Italian immigrants were among the first Europeans to settle in Canada, and their story – crafted largely after the huge waves of immigration in the 19th and 20th centuries — is one of persistence and triumph.
Yet even today, that story keeps changing. Two new initiatives in the Faculty of Arts & Science’s Department of Italian Studies testify to the Italian-Canadian community’s continued renewal as it engages with some of the most important issues of our times.
Paolo Frascà is an assistant professor, teaching stream with the department, and the coordinator of two fascinating new projects. Indigenous-Italian-Canadian Connections, coordinated with Angela Nardozi of OISE, is a series of conferences and workshops, as well as a digital documentation project. It will see scholars and community leaders discuss Indigenous relations and justice system reform. Queer Italian-Canadians, coordinated with Accenti Magazine‘s Licia Canton, is a research, media and publication project documenting the stories and cultural production of Canadians who belong to both Italian and LGBTQ2S+ communities.
Frascà says that both initiatives concentrate on understudied aspects of the Italian-Canadian experience, ones with which many even inside the community may not be familiar. “We wanted to do something that was interesting not only from an academic perspective, but also from social justice, cultural and community perspectives,” he says.
The projects are also timely in that they advance core values of the Frank Iacobucci Centre for Italian Canadian Studies. Now celebrating its 25th year, the centre was established to study the social, economic and cultural life of Italian-Canadians. Its namesake is the son of working-class Italian immigrants who later rose to become dean of U of T’s Faculty of Law. Iacobucci subsequently served as vice-president and provost of the university, as well as the first Italian-Canadian justice on the Supreme Court of Canada.
We wanted to recognize and work alongside Indigenous people as the first caretakers of this land. It’s what the treaties ask of us.
“Because it’s the anniversary year, we wanted to find ways to honour Frank Iacobucci’s legacy,” says Nicholas Terpstra, a history professor who also holds the Emilio Goggio Chair in Italian Studies. Terpstra says that over the course of his long career, Iacobucci “has been especially concerned with issues pertaining to social justice, inclusion and civil rights.”
Indigenous-Italian-Canadian Connections held its first event at the end of February. With the title “Starting a Conversation,” it featured speakers with a wide range of intersectional connections to both communities. For example, educator and community mediator Enza Buffa identified as having both Italian and Kanien’kehá:ka (Mohawk) heritage; other guests, such as Mi’kmaq elder and Indigenous Studies scholar Robert Phillips, were connected to the Italian community through personal history or interest in Italian culture.

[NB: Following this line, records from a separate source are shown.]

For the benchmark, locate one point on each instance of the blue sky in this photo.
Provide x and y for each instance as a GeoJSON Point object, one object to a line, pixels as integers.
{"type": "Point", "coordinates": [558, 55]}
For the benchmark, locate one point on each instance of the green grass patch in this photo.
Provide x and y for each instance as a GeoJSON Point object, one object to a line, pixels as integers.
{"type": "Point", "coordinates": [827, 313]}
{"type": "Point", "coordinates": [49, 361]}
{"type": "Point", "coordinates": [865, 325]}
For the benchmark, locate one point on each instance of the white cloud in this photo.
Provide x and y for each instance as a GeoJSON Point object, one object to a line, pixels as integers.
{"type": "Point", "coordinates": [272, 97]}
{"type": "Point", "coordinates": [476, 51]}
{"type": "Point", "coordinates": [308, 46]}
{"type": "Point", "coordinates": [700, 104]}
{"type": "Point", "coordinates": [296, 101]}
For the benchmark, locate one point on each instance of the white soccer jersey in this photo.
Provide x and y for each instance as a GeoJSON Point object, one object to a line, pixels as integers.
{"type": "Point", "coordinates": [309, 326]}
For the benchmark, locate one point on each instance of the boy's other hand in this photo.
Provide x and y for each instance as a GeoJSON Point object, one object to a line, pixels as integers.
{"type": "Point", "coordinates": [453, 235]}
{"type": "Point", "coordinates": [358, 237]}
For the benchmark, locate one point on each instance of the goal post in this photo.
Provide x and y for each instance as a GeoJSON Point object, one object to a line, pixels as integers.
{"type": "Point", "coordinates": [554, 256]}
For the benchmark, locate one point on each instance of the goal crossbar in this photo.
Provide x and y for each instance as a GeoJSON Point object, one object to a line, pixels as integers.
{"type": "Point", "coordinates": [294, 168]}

With this event, “we wanted to recognize and work alongside Indigenous people as the first caretakers of this land,” says Frascà. “It’s what the treaties ask of us.”
The conversation revealed that the communities have much in common: a strong sense of family and spiritual values, and a linguistic and cultural variety that reflects the diversity of histories and practices for both groups. Speakers also shared stories of marginalization and discrimination in the Canadian context.
And yet the event also revealed divergences. Indigenous people in Canada today still contend with the legacy of prejudice and erasure, while Italians “are at a turning point generationally where we’re moving away from the histories of struggle,” says Frascà, who himself immigrated from Italy with his family at the age of 13. “We’ve managed to be really successful in this country, as evidenced by people like Frank Iacobucci and many others as well. So we recognize that history of struggle and poverty, but also that we now have a lot of political, cultural and economic power. And that comes with responsibilities.”
Frascà cites another significant difference between the two communities: “Italians have Italy as a point of reference, as a sovereign country that still exists and can be drawn from culturally. Whereas Indigenous peoples have to fight for sovereignty, self-determination, and self-governance in their own place of origin.”
Upcoming events in Indigenous-Italian-Canadian Connections will include a seminar on how both Italian-Canadian and Indigenous people are represented in the legal and social justice systems, as well as a digital documentation project and a year-end conference that will feature cultural components such as reading and culinary workshops.
A lot of the comments referenced how meaningful it was for them – they said I’m queer, Italian, trans and these are not conversations I’m comfortable having with my family. They were saying, it’s a breath of fresh air to connect these different identities that I have. So the more we do this, the more connections will be made.
Culture is central to Queer Italian-Canadians, the Centre’s second big initiative. In early March, the project kicked off with a screening of Licia Canton’s documentary Creative Spaces: Queer and Italian-Canadian. In the film, writer and researcher Canton interviews a series of Quebec writers on questions of heritage and sexual/gender identity.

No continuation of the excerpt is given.